Improve error message on bad working directory #2317

artm · 2024-08-24T11:40:14Z

Handles two cases:

working directory doesn't exist.
working directory cannot be changed into due to on of the following:
- The process lacks permissions to view the contents.
- The path points at a non-directory file.

Addresses: #2295

casey

Nice, see comments!

src/error.rs

src/recipe.rs

tests/working_directory.rs

casey · 2024-08-24T20:47:54Z

And good idea using the read_dir function to test if it's a real directory.

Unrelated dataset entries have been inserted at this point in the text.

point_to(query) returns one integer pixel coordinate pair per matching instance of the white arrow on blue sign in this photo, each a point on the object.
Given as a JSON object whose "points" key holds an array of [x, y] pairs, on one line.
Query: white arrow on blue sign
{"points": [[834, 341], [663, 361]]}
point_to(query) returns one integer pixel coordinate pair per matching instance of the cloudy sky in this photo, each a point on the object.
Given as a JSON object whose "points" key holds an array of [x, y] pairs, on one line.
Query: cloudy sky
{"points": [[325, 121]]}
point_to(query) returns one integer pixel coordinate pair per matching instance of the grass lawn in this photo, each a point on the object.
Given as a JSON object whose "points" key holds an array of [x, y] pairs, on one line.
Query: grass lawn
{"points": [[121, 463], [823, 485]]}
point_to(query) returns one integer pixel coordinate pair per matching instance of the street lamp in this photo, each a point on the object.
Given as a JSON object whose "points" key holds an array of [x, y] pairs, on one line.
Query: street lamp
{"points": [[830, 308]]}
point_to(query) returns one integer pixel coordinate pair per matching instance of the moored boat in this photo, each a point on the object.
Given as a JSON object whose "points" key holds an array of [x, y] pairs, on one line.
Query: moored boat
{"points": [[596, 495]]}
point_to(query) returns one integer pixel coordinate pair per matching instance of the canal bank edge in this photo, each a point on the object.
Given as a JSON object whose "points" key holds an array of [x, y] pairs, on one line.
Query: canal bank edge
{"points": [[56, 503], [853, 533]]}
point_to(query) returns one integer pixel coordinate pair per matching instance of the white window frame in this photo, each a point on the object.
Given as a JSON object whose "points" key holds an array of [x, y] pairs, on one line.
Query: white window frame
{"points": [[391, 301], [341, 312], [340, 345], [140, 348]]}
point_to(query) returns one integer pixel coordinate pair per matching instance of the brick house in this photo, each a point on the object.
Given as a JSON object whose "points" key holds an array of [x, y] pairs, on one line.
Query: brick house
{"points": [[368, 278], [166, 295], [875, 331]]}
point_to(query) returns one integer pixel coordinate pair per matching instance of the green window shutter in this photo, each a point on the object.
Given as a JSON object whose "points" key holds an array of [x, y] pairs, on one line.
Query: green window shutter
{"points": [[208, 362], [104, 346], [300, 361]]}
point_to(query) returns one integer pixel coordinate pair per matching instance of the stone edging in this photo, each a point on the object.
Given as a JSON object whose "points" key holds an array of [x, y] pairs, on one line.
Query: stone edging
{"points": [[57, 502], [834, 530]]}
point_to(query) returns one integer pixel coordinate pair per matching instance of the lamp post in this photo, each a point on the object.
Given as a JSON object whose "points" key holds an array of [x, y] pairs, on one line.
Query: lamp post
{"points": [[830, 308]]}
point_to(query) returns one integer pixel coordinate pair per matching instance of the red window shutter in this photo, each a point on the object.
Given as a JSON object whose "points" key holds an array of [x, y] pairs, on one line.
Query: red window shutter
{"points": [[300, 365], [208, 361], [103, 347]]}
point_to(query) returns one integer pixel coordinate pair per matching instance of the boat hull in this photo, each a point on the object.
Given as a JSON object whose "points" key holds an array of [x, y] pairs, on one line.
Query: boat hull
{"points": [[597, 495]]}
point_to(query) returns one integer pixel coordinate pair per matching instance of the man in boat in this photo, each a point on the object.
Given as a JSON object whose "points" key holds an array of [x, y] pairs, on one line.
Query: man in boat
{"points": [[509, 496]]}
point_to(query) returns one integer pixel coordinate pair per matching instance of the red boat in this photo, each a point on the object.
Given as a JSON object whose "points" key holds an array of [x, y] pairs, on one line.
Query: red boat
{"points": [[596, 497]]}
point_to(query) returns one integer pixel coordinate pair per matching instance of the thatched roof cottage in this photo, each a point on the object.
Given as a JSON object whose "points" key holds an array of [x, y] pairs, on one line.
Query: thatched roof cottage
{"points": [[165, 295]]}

casey · 2024-08-25T22:09:08Z

Actually, I just had a thought: As written, this will mask the original I/O error. First we'll get error 1, then we'll check if it's related to the working directory and possibly get error 2, and if we got error 2, display it, but not display error 1. I think we should probably never suppress error 1, since the two errors may be distinct, for example if the shell binary is not found and the working directory doesn't exist.

Some ideas:

Include a working_directory_error: bool flag on Error::Io which is set if we have a problem with the working directory, and if true, add something to the error message, like "this might be an error with the working directory",
Include a working_directory_io_error: Option<io::Error> on Error::Io, which is set if we get an error reading the working directory, and if set, we add error message to the output, something like also got error reading working directory: …

I'm not sure what's best. I think we definitely don't want to suppress the original error message, since that's important, but I'm not sure what level of additional verbosity is correct.

artm · 2024-08-26T04:35:57Z

Is just in general striving to display all errors it can detect ~~on start up~~?

Because my thinking was: even if we mask e.g. missing shell error, the missing working directory error would be tackled first, then the user would get missing shell error. Two of theese at the same time is a rare condition, is displaying both errors at the same time worth the additional code complexity?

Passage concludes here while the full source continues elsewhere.